Circadian Influence on Prolonged Exposure Therapy for PTSD

Sponsor
Massachusetts General Hospital (Other)
Overall Status
Not yet recruiting
CT.gov ID
NCT05453162
Collaborator
VA Boston Healthcare System (U.S. Fed), National Institute of Mental Health (NIMH) (NIH)
52
2
22

Study Details

Study Description

Brief Summary

Proposed research will examine time-of-day effects on trauma-related fear extinction using Prolonged Exposure Therapy (PE) telemedicine for Posttraumatic Stress Disorder (PTSD) in the National Center for PTSD (NCPTSD). The primary mechanistic outcome measure will be change in psychophysiological reactivity to script-driven imagery (SDI-PR) measured, in person, at pre-treatment, after 5 PE sessions (mid-treatment), and after all 10 PE sessions (post-treatment). A secondary mechanistic outcome will be session-to-session reduction in peak subjective units of distress (SUDS) ratings to imaginal exposures. The primary clinical outcome will be change in Clinican Administered PTSD Scale (CAPS-5) severity score; a secondary clinical outcome will be session-to-session reduction in self-reported PTSD symptoms using the PTSD checklist (PCL-5). Participants meeting inclusion criteria (described below) will be randomized to either PE sessions that begin from 07:00 to a time no later than 2 hours past a participant's customary rise time, or to the last treatment session of the day beginning at 16:00 or later (26 per arm). Participants will complete daily at-home imaginal-exposure homework within the same time frame as their PE sessions are scheduled, i.e., within 2 hours of awakening for morning (AM) group and between 16:00 and 2 hours before bedtime for late afternoon (PM) group.

Condition or Disease Intervention/Treatment Phase
  • Behavioral: Prolonged Exposure Therapy for Posttraumatic Stress Disorder
N/A

Detailed Description

Proposed research will examine time-of-day effects on trauma-related fear extinction using PE therapy for PTSD in the National Center for PTSD (NCPTSD). The primary mechanistic outcome measure will be change in SDI-PR; a secondary mechanistic outcome will be session-to-session reduction in peak SUDS ratings to imaginal exposures. The primary clinical outcome will be change in CAPS-5 severity score; a secondary clinical outcome will be session-to-session reduction in self-reported PTSD symptoms (PCL-5).

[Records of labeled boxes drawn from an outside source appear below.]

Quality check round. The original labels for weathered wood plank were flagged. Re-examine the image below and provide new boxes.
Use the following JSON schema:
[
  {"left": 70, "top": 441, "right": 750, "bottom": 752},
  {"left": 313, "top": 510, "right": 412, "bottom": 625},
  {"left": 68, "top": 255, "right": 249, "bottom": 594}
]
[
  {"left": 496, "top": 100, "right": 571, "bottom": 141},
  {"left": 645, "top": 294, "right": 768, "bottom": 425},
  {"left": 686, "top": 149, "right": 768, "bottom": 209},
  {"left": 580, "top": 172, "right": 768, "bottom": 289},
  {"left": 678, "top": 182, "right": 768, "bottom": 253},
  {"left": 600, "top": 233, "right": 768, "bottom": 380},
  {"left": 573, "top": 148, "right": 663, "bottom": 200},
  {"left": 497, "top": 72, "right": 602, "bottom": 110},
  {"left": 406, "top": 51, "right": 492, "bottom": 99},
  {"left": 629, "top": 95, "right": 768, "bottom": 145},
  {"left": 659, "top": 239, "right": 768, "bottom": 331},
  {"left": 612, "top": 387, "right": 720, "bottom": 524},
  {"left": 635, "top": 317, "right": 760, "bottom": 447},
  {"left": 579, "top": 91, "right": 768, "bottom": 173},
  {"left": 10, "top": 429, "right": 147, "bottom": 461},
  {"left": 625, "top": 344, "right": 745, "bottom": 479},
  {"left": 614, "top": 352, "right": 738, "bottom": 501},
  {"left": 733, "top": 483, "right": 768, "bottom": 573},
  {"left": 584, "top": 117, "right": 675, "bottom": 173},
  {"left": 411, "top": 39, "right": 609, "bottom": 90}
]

Participants meeting inclusion criteria (described below) will be randomized to either PE sessions that begin from 07:00 to a time no later than 2 hours past a participant's customary rise time, or to the last treatment session of the day beginning at 16:00 or later. Participants will complete daily at-home imaginal-exposure homework within the same time frame as their PE sessions are scheduled (i.e., within 2 hours of awakening for morning group and between 16:00 and 2 hours before bedtime for late afternoon group). The assessment schedule will be identical for all participants. Participants who meet study inclusion criteria at screening will first begin a 7-day, pre-study sleep-monitoring period with wrist actigraphy, sleep diaries and completion of a diurnal profile of salivary cortisol levels. Trauma-related fear will be assessed using the standard SDI procedures detailed below at pre-treatment, after 5 PE sessions (mid-treatment), and after all 10 PE sessions (post-treatment). The CAPS-5 will be administered at these same times. PCL-5 measurements will be obtained at each treatment session and SUDs will be obtained during all treatment sessions that include imaginal exposure (sessions 3-8). All SDI sessions will be carried out at a standardized time of day in the late-afternoon (15:00-17:00). PE treatment will be administered at a targeted rate of once per week. At each PE and assessment session, pre-session saliva samples will be obtained for cortisol measurement and normalized using the diurnal profile of cortisol obtained during the sleep-assessment week. Participants will wear the wrist actigraph and complete sleep diaries throughout PE. The diurnal cortisol profile will be repeated at the post-treatment assessment.

Study Design

Study Type:
Interventional
Anticipated Enrollment :
52 participants
Allocation:
Randomized
Intervention Model:
Parallel Assignment
Intervention Model Description:
Participants (52 total) will be randomized, 26 to each of 2 arms one of which has 8 weekly PE sessions in early morning (between 07:00-10:00) and the other 8 sessions PE at 16:00 or later. Homework exposures will occur at the same time of day as PE. Primary outcomes measured at beginning, middle and end of treatment will be psychophysiological reactivity to trauma recall (mechanistic outcome) and CAPS-5 (clinical outcome). Secondary mechanistic outcome is peak SUDS during PE and clinical is PCL-5 measured at each PE session. Endogenous salivary cortisol levels will be tested as a mechanism of circadian effect. Data will be analyzed using multilevel, mixed-effects models.Participants (52 total) will be randomized, 26 to each of 2 arms one of which has 8 weekly PE sessions in early morning (between 07:00-10:00) and the other 8 sessions PE at 16:00 or later. Homework exposures will occur at the same time of day as PE. Primary outcomes measured at beginning, middle and end of treatment will be psychophysiological reactivity to trauma recall (mechanistic outcome) and CAPS-5 (clinical outcome). Secondary mechanistic outcome is peak SUDS during PE and clinical is PCL-5 measured at each PE session. Endogenous salivary cortisol levels will be tested as a mechanism of circadian effect. Data will be analyzed using multilevel, mixed-effects models.
Masking:
Double (Care Provider, Outcomes Assessor)
Masking Description:
Therapists will be unaware of study hypotheses. therapy supervisor and assessors will be unaware of hypothesis and participants' treatment arms
Primary Purpose:
Treatment
Official Title:
Circadian Influence on Fear Extinction Resulting From Prolonged Exposure Therapy for PTSD
Anticipated Study Start Date :
Jul 1, 2022
Anticipated Primary Completion Date :
Apr 30, 2024
Anticipated Study Completion Date :
Apr 30, 2024

Arms and Interventions

Arm Intervention/Treatment
Experimental: Early morning PE

26 participants randomized to 10 weekly PE sessions in early morning (between 07:00-10:00) with homework exposures occurring occur at this same time of day.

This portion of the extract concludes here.